In less than a month, three separate reports have been released repeating the same lie, that the costs of natural disasters are rising, and human-caused climate change is to blame.
Each report received copious amounts of coverage by the mainstream media. I suspect the timing of the releases and the coordinated coverage wasn’t by coincidence. They were intended to gin up support for radical climate action by the Biden administration, and provide President Joe Biden’s climate team with cover for a “Great Reset”-type of takeover of the economy to save the world from apocalyptic climate change.
The costs of natural disasters have risen in recent years. However, data indicate climate change bears little, if any, blame for that fact. Instead, people’s choices about where to live and work, and government policies, are to blame for the higher costs from floods, wildfires, and storms.
In late December 2020, a group calling itself Christian Aid released a report, titled “Counting the Cost 2020: A Year of Climate Breakdown,” which attributed the high costs of the year’s 15 most expensive weather-related disasters to climate change.
A week later, the giant German reinsurer Munich Re released “Record Hurricane Season and Major Wildfires—The Natural Disaster Figures for 2020.” The reinsurer’s report said natural disasters, including hurricanes, flooding, and wildfires, “produced losses of US $210 [billion], with insured losses of US $82 [billion]” worldwide.
The reinsurer asserted that human-caused climate change made natural disasters worse.
On Jan. 8, the National Oceanic and Atmospheric Administration (NOAA) published a report claiming there have been 285 climate-change-enhanced natural disasters since 1980, imposing costs exceeding $1.875 trillion, and the United States experienced 22 weather- or climate-related events in 2020 alone topping $1 billion in costs.
The costs of natural disasters have risen considerably over the course of the past century, but long-term data indicate, despite a modest warming, there has been no increase in the number or severity of natural disasters in recent decades. Even 2020 wasn’t unusual historically.
Long-term data show the number of wildfires and acreage consumed by them has declined dramatically over the past century. In addition, the Copernicus Atmosphere Monitoring Service reports that “2020 was one of the lowest years for active fires globally.”
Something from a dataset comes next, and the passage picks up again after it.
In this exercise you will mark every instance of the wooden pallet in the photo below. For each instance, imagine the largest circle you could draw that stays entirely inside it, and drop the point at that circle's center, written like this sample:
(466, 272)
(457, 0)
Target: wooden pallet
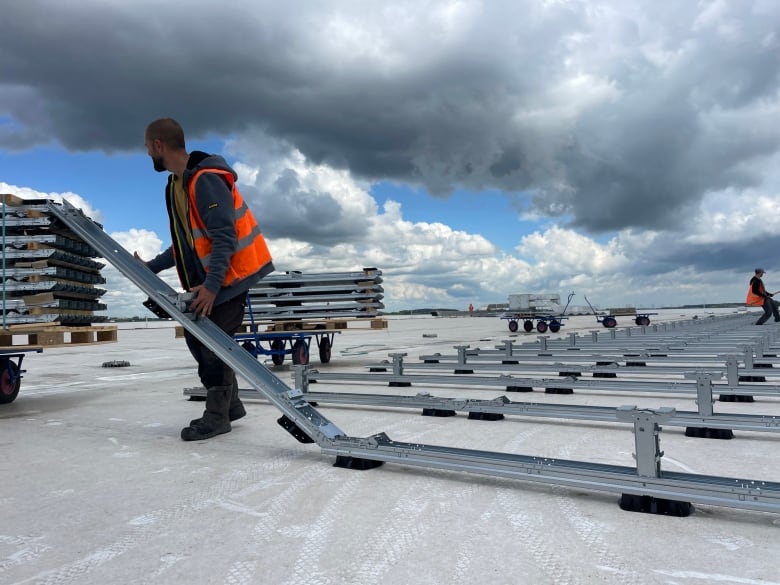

NASA recently reported its satellite measurements show wildfires globally declined by 24 percent since 1998, and the total global amount of area burned annually declined by more than 540,000 square miles, from 1.9 million square miles in the early part of the 20th century to 1.4 million square miles today.
The data on hurricanes is equally clear. Data from the National Hurricane Center (NHC) shows hurricane effects in the United States have been at an all-time low in recent years.
“The United States recently went more than a decade (2005 through 2017) without a major hurricane measuring Category 3 or higher, which is the longest such period in recorded history. The United States also recently experienced the fewest number of hurricane strikes in any eight-year period (2009 through 2017) in recorded history,” notes “Climate at a Glance: Hurricanes.”
Ryan Maue, NOAA’s chief scientist, recently noted in a tweet that global Accumulated Cyclone Energy (ACE), a measure of global hurricane power, has trended slightly downward over the past 30 years.
Each of the three recently released climate disaster cost studies ignores or downplays the “expanding bullseye effect,” with natural disaster costs rising as communities increasingly expand into areas historically prone to natural disasters, such as flood plains, forests, and coastal areas, and erect increasingly expensive structures and infrastructure there. As a result, when extreme weather events strike, more developed land and more expensive properties are damaged.
Government has also contributed to the rising costs of natural disasters through various subsidized government-backed or -operated disaster insurance programs and emergency declarations leading to low-cost or no-cost loans. A host of government programs reduce individuals’ responsibility for decisions they make about where to live and work. For instance, the U.S. Army Corps of Engineers flood control program, federal flood insurance, federally backed and subsidized hurricane insurance perversely encourage high-risk development, and harm environmentally sensitive areas. The Heinz Center has determined that without these insurance and flood control programs, development density in areas at high risk of flooding would be about 25 percent less than in low-risk areas.
These studies provide no justification for stampeding the United States into taking extreme actions such as banning fracking or ending the use of fossil fuels, as the Biden administration has said it wants to do.
If Biden truly wants to reduce the damage resulting from natural disasters, his administration could remove the incentives the federal government provides that encourage people to live and work in places that are historically at risk from natural disasters. This would prevent far more harm in the years ahead than carbon dioxide restrictions.